Beacon Academy, a planned private high school based on Montessori principles, is seeking $650,000 in loan guarantees from the City of Evanston to help it open in a vacant downtown space next year.

The school — whose website promises it “will open its doors” in September 2014 — has only raised about $800,000 of an estimated $2.5 million required to fund start-up costs and cover operating deficits in its early years, according to a city staff memo prepared for the Economic Development Committee.

The school wants to move into now-vacant second-floor space at 715 Church St., built in 1950 for the Lyttons department store chain and more recently the Evanston Barnes and Noble store, until the bookstore moved across the street to the Sherman Plaza development.

As a backup location, the school is also considering space at 622 Davis St.

The city staff memo says the 715 Church space would require major upgrades, including new heat and air conditioning units, stairways and an elevator. It says much of the sapce is in disrepair after renovations done to refit the first floor for new retail tenants.

The school has already hired four employee, including two Evanston residents, and anticipates having a staff of 30 to 40 when fully operational.

The city staff memo suggests that the school could establish collaborative relationships with arts, music and theater groups in town and be a draw for new residents seeking alternative school options.

The EDC is scheduled to discuss the concept at its meeting tonight. If there’s committee support for the idea, a formal proposal would be presented at a future meeting.

Top: An image from the Beacon Academy website.

Bill Smith is the editor and publisher of Evanston Now.

Join the Conversation


  1. No no no no no!

    Enough already!  The City is not the following:

    1.  Commerical bank

    2.  Foundation

    3.  Credit Union

    4.  Investment firm

    The City made the right decision with Piven.  I hope they have the common sense to send this and any other  private school (without any requirement to serve special populations) a strong message that the City does not commit scarce resources to speculative real estate ventures.

    Beacon can do what every other private school does:  raise private capital.  Tax payer dollars should never be used as seed money for a project such as this one. 

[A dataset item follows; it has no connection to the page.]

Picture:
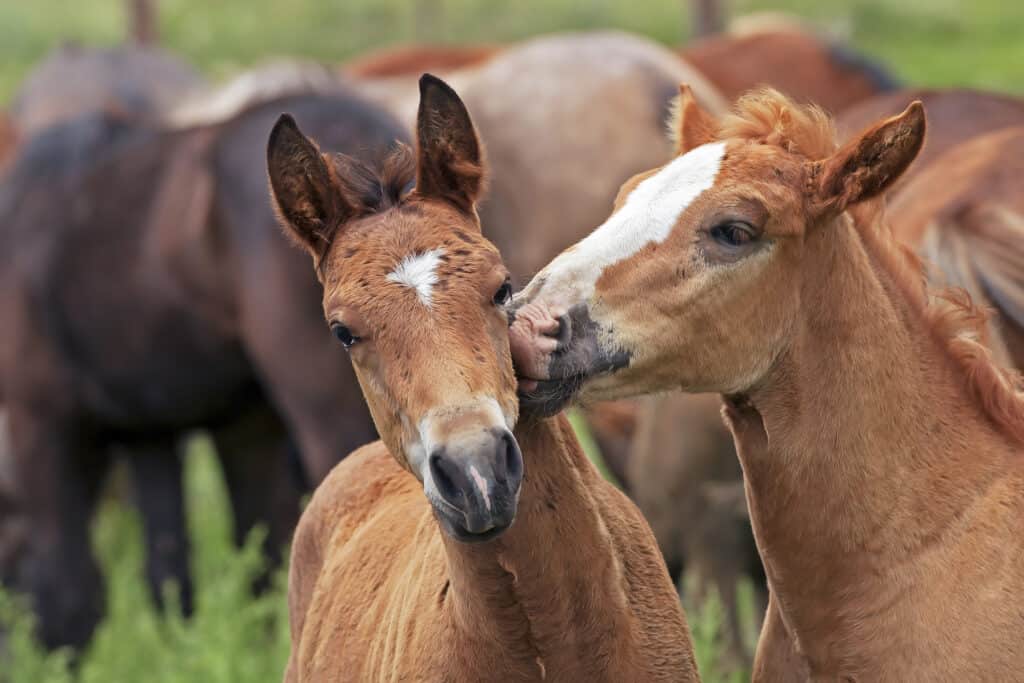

    The same goes for any for-profit entity that cannot secure private financing.

  2. Try a bank

    Why should Evanston guarantee a $650,000 loan for a private school?  The city is not a bank.  Chase has a lot of money, try them.   Maybe Catholic and Jewish schools would like to borrow some money too.  I wonder how far they would get?

  3. No

    It appears that there is an endless line of people, businesses, and non-profits that seek money or loan backing from the city. For good reason, they see the silly things the city council has done in the past couple of year. From a 2 million dollar parking lot to a wine bar on howard to a new front for a waffle & chicken place, you would think that the mayor, city manager, and council are hooked on LSD. ———— Learn to just say NO.